This option detect the real first bytes executed by the sample and allow to detect this kind of escaping behavior.

## Output (results)

An output directory containing the data collected under the name `ouput` is created when the analysis ends. This directory

contains a sub-folder for each sample analysed, with the name of the sample as the name of the sub-folder.   

These results can be read easily as they are packed with the python module `pickle` but a script is provided for convenience.

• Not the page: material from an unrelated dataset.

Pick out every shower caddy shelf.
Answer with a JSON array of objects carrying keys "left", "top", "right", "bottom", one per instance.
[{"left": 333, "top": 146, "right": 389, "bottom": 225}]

This script is called `output_read.py` and take the name of the sample you want to analyse in parameter. It will then

print the result collected by each activated option during the analysis.

## Improvements

### Exact Unpacked Entry-Point Detection

Currently, the entry-point of the unpacked program is detected (if only packed once) but this detection is not precise.

As not every instruction is observed to reduce the process time, the exact entry-point can happen between two lookups.

This means that the analysis will detect an approximation of the entry-point (for example 1000 instructions later) but not the exact one.

To scope with that, we can think of two approaches:

- The first one will be simple to set the granularity to zero with the variable `panda_entropy_granularity` but this will

significantly increase the time needed to finish the analysis as every instruction will be analysed.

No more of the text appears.